Researchers Discover COVID-19's "Achilles Heel"

This work was done on bacteria, but the same principle was applied to the molecule that justified thestudy published in the journal Nucleic Acids Research on June 24th . "No one had studied the N protein in depth before," admits Tiago Cordeiro, while showing Observador a presentation he was preparing for a scientific outreach conference.

In more practical terms, what happens in the transmission and infection process of these coronaviruses is as follows: the virus enters through the host's mouth or nose and, thanks to the Spike protein , has the ability to lodge and enter specific cells in the respiratory tract. It is within these cells that the virus releases its viral load—its RNA—to produce other viruses that then spread throughout the body's cells and are eventually transmitted to other people. This RNA is only organized within the virus due to the activity of the N protein.
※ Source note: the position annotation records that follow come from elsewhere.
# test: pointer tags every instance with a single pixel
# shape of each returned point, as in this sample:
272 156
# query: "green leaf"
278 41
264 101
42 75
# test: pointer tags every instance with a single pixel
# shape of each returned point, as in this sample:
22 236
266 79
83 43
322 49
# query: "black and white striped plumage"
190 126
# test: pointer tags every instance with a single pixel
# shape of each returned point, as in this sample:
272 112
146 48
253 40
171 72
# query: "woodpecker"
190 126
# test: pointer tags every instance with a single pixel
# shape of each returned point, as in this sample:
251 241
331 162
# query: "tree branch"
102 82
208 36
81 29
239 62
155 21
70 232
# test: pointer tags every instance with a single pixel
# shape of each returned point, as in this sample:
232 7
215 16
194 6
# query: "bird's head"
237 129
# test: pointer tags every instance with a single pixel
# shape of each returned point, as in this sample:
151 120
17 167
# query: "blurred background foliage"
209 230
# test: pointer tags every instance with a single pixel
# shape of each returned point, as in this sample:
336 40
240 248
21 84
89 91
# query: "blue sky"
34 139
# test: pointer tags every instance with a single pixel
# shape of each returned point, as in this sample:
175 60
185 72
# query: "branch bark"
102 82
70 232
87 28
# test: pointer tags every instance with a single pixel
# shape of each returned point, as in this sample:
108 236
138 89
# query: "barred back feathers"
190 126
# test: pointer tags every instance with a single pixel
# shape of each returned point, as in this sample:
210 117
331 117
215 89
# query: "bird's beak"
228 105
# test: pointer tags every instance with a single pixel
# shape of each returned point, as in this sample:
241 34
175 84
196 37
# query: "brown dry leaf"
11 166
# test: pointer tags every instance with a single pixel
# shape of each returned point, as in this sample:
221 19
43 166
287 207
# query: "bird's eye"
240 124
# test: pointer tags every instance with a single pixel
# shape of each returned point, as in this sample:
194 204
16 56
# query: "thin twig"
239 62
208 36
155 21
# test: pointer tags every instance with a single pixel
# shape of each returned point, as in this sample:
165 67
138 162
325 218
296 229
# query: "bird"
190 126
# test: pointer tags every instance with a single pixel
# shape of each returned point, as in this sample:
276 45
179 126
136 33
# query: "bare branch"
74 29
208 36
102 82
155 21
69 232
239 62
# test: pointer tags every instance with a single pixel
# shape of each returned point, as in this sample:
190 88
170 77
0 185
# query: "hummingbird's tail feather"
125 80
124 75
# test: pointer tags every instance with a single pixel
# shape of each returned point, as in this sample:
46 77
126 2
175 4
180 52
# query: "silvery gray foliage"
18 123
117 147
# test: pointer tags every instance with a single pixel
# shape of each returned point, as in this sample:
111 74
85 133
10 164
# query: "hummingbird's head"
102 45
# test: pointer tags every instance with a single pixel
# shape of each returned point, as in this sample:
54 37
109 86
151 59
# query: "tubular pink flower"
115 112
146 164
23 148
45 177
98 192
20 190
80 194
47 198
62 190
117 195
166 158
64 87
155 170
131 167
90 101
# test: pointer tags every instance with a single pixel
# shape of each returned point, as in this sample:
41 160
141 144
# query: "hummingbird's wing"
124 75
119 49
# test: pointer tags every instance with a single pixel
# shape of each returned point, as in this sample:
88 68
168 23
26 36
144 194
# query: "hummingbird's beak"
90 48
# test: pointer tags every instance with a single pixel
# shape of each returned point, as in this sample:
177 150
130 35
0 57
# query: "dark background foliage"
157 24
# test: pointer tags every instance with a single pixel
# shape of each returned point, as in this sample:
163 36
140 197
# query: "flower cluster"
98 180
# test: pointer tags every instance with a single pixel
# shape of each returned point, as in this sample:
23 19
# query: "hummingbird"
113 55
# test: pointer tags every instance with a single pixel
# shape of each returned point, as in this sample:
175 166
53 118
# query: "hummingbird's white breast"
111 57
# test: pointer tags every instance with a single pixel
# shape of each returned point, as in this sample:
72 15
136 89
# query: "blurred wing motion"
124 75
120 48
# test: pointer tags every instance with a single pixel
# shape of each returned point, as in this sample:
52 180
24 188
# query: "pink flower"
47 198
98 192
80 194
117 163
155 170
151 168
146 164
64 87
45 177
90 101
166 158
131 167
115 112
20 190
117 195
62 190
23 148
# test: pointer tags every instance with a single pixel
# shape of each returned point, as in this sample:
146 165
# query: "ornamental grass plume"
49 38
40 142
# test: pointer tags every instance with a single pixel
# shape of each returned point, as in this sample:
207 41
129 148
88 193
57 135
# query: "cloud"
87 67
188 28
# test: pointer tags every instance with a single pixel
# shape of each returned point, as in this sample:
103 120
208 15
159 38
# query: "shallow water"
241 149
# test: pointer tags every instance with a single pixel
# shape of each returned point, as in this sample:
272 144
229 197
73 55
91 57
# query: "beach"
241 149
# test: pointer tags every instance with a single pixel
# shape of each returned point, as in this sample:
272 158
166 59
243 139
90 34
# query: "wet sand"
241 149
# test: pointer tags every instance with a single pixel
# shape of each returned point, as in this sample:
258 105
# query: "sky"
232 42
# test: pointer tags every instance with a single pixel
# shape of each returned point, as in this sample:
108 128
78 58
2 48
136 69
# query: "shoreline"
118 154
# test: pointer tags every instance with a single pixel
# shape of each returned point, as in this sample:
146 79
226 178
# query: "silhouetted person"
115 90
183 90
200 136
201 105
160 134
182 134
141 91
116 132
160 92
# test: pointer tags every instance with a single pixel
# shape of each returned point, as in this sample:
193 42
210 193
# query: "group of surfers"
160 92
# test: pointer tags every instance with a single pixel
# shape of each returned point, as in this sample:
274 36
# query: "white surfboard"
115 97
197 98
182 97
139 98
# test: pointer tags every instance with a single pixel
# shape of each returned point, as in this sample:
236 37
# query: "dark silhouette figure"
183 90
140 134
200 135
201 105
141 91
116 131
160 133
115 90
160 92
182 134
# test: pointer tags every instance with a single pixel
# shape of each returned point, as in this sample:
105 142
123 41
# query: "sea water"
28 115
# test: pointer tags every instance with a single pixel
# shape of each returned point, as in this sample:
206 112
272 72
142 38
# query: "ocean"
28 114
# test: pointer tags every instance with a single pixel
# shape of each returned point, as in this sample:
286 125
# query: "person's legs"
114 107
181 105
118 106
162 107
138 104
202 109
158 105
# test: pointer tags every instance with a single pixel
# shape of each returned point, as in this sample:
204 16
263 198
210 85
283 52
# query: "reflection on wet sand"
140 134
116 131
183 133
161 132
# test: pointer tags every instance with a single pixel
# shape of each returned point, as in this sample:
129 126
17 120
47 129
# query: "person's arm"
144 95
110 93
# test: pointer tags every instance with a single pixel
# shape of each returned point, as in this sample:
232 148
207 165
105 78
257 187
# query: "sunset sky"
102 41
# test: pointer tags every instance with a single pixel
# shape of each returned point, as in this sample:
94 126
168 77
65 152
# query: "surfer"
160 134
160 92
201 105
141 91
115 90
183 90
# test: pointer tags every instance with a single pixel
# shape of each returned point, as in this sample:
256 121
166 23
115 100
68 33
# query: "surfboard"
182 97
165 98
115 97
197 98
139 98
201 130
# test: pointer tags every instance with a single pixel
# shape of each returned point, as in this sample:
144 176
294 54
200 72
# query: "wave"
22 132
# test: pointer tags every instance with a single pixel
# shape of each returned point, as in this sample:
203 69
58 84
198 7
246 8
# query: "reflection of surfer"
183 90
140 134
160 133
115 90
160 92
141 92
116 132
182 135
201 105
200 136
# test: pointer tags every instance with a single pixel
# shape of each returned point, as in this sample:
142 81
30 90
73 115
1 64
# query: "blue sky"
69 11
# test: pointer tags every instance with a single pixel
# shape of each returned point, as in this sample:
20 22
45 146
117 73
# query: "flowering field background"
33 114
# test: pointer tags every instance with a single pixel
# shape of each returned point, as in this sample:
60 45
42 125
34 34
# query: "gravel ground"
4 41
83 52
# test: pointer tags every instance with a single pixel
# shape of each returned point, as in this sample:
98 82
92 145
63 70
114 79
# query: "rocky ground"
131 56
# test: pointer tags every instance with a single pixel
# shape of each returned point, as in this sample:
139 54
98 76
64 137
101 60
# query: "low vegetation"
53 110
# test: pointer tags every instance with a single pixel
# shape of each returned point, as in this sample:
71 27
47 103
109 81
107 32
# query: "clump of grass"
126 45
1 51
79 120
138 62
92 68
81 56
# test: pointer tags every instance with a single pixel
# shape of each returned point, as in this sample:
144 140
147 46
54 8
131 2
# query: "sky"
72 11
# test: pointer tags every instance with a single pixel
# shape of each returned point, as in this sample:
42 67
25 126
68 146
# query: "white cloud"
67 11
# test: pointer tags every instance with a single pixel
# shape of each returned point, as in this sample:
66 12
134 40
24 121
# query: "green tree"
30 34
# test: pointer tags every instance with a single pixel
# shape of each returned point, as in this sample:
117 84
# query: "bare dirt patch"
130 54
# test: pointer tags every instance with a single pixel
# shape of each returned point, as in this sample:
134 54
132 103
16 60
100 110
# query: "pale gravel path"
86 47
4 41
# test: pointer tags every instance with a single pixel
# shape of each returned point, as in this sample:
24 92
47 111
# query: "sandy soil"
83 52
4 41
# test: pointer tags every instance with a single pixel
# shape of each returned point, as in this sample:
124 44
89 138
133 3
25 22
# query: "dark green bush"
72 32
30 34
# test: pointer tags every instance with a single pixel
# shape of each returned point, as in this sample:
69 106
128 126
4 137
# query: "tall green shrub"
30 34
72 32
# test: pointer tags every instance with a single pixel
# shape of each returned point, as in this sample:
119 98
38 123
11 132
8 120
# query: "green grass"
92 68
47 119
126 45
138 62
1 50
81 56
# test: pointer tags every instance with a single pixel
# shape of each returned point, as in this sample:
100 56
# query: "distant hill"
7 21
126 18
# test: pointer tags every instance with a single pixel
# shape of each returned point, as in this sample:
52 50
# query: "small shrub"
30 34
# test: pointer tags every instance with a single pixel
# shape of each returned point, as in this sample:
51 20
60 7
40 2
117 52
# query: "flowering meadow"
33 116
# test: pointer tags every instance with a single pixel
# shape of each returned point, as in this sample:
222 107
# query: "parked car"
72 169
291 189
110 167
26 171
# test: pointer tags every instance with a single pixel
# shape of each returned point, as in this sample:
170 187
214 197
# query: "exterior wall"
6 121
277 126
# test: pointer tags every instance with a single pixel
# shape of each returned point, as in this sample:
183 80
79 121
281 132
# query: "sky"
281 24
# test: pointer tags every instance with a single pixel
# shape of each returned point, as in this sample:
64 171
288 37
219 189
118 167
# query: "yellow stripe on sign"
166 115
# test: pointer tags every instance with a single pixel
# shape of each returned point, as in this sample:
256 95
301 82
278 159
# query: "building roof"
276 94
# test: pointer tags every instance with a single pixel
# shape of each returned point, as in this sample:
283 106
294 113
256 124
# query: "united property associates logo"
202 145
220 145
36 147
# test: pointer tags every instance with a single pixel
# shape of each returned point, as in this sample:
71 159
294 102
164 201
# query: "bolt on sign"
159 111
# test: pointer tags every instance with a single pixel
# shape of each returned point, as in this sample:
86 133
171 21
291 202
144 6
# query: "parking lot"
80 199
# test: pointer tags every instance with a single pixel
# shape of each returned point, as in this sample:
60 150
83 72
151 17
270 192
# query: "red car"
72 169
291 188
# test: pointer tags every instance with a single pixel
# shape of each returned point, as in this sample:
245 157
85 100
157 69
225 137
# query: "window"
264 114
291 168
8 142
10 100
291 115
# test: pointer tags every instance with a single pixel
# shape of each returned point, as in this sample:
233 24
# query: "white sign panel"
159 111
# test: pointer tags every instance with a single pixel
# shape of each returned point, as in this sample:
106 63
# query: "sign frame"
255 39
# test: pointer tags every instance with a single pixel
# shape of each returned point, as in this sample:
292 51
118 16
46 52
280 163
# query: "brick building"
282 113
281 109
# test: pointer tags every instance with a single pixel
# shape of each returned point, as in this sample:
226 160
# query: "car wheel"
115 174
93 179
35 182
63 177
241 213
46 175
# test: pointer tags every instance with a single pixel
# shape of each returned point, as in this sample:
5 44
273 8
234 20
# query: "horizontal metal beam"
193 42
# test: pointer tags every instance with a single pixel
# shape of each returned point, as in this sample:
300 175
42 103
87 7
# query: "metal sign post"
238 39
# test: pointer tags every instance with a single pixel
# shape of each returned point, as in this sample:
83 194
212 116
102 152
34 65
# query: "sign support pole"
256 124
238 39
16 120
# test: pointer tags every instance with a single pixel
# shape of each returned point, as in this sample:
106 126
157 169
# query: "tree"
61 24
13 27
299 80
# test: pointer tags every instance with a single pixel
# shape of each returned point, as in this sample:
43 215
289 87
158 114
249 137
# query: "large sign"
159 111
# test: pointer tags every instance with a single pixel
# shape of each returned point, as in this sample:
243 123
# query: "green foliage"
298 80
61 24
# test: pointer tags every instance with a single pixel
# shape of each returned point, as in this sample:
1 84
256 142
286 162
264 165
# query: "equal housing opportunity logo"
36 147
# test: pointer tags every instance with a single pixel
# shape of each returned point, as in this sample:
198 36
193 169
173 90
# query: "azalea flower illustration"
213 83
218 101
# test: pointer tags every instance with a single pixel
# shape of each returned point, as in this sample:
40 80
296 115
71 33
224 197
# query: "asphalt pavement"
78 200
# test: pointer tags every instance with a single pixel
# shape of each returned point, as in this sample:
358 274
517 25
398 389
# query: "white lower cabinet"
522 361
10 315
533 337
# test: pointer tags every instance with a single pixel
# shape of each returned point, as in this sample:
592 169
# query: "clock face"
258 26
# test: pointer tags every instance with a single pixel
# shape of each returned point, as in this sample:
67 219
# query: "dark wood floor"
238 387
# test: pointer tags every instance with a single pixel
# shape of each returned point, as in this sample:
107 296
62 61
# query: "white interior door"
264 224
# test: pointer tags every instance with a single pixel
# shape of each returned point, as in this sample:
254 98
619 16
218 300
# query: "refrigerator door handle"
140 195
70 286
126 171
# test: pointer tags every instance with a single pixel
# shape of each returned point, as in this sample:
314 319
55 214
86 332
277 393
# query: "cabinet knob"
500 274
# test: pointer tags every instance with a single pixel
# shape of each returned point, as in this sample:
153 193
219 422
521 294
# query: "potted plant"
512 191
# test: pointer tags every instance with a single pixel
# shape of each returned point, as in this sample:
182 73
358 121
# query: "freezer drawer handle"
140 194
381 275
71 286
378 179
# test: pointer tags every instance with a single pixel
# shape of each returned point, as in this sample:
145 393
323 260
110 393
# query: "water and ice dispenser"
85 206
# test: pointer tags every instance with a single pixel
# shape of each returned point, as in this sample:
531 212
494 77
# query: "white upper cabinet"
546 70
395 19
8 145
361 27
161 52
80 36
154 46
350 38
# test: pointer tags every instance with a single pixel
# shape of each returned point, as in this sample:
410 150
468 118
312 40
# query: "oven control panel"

While the Spike (S) and the other two structural proteins of this virus family—Membrane (M) and Envelope (E)—are found on the outside of the capsule, the Nucleocapsid (N) resides inside, harboring the genetic information of each of these viruses. Thus, the N protein, in addition to being responsible for protecting the RNA, ends up being the most important protein for ensuring its replication—" without the N protein, there is no virus replication "—and, consequently, the proliferation of viral material by the cells of the infected organism.

“What was well known [before the Portuguese investigation] were these two structures,” continues Tiago Cordeiro, pointing to the two “domains” colored orange and purple, respectively, on a poster that is posted on the wall of his office.

The orange color represents the NTD (N-terminal domain), the component responsible for binding the molecule to RNA. At the other end of the protein is the CTD (C-terminal domain), which, in addition to contributing to this binding, also provides other features that contribute to the protein's structure and activity. Between these two domains, however, lies another molecule that, until then, was seen only as a connector between the NTD and the CTD. However, the Portuguese research team realized that this small structure could prove to be the breakthrough of their investigation.

The official name is intrinsically disordered linker (IDL) , meaning it's an intrinsically disordered connector that allows other proteins to interact, specifically allowing multiple N proteins to bind together, forming complexes. They then discovered that this "little Velcro" in the protein's structure connects several identical molecules together, forming larger aggregates and "droplets"—between the liquid and the gel—which the virus relies on to organize its RNA inside the capsule.

After in-depth investigation into the structure of this protein, an experimental question arose: "What happens if we disrupt this connector?" What they discovered by removing three specific amino acids (leucines) from its composition was that the helix structure of IDL would no longer be able to form these complexes, affecting their size and stability, as well as the essential activity of the virus, which falls under the responsibility of the N protein: the packaging and replication of the viral genetic material.